Paul Lewis put the magic back in to the familiar thrills of the Emperor concerto. The style of this performance was Beethoven as forward-looking: Chopin rather than Mozart, romantic virtuoso rather than contrapuntal baroque fireworks. The persuasive runs and trills of the first movement weren’t simply exercises from a piano manual, Paul Lewis made them breathe and sing their music, highlighting the musical themes in the interplay between the lines of music in the two hands. It seemed there were some shortcuts in ornamentation but this was a live performance with television’s scrutiny included.

In the slow movement too, Paul Lewis conjured magic. He has a precise touch, dynamics not particularly pronounced but certainly quite varied tempi. The finale: building the suspense out of the slow movement, we know what is coming but the arpeggios were fresh and bright after building the suspense; Paul Lewis again thrilled with the magic of this music.
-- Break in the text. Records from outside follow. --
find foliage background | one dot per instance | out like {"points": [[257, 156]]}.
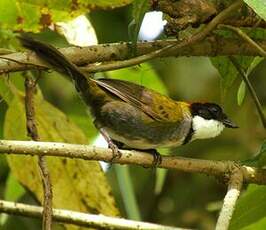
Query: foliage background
{"points": [[184, 200]]}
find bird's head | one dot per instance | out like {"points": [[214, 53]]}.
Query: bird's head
{"points": [[208, 120]]}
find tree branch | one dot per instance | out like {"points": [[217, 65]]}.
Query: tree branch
{"points": [[251, 90], [30, 87], [209, 167], [79, 218], [211, 46], [246, 38], [233, 192]]}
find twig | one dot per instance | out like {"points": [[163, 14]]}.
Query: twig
{"points": [[211, 46], [179, 44], [209, 167], [246, 38], [166, 50], [250, 88], [233, 192], [79, 218], [30, 87]]}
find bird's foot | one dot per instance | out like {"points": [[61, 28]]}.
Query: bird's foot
{"points": [[116, 153], [157, 158]]}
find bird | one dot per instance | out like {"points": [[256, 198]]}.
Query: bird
{"points": [[131, 116]]}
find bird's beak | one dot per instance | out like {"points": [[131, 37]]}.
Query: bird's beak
{"points": [[229, 124]]}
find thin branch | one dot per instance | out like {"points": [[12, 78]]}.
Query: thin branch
{"points": [[79, 218], [250, 88], [179, 44], [209, 167], [30, 87], [166, 50], [233, 192], [211, 46], [246, 38]]}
The performance trick in the third movement seemed to be the BBC Philharmonic very firmly on the march beat, just short of foot stomping; the result emphasised the rhythmic fluidity of Paul Lewis’s piano work. Unfortunately elsewhere the BBC Philharmonic had some ensemble problems. Packed hall, there was extensive applause although no encores and the smiles on the performers’ faces acknowledging the applause looked a bit strained: maybe it hadn’t been easy.
The new commission from Tansy Davies was attractive and used a large and diverse orchestra with some unconventional instruments: I noted a metal sheet like a garage door in the percussion section. I struggled to understand the piece until I placed it as what a sixties or seventies experimental rock band might have moved on to present, had they had the resources and the intellectual concentration to achieve it. I was thinking Genesis or Yes; a nearby promenader agreed, citing Van de Graaf Generator. Approaching it from the classical music tradition, that places it as a development of the Paris electronic music workshops and the instruments, so think also Boulez.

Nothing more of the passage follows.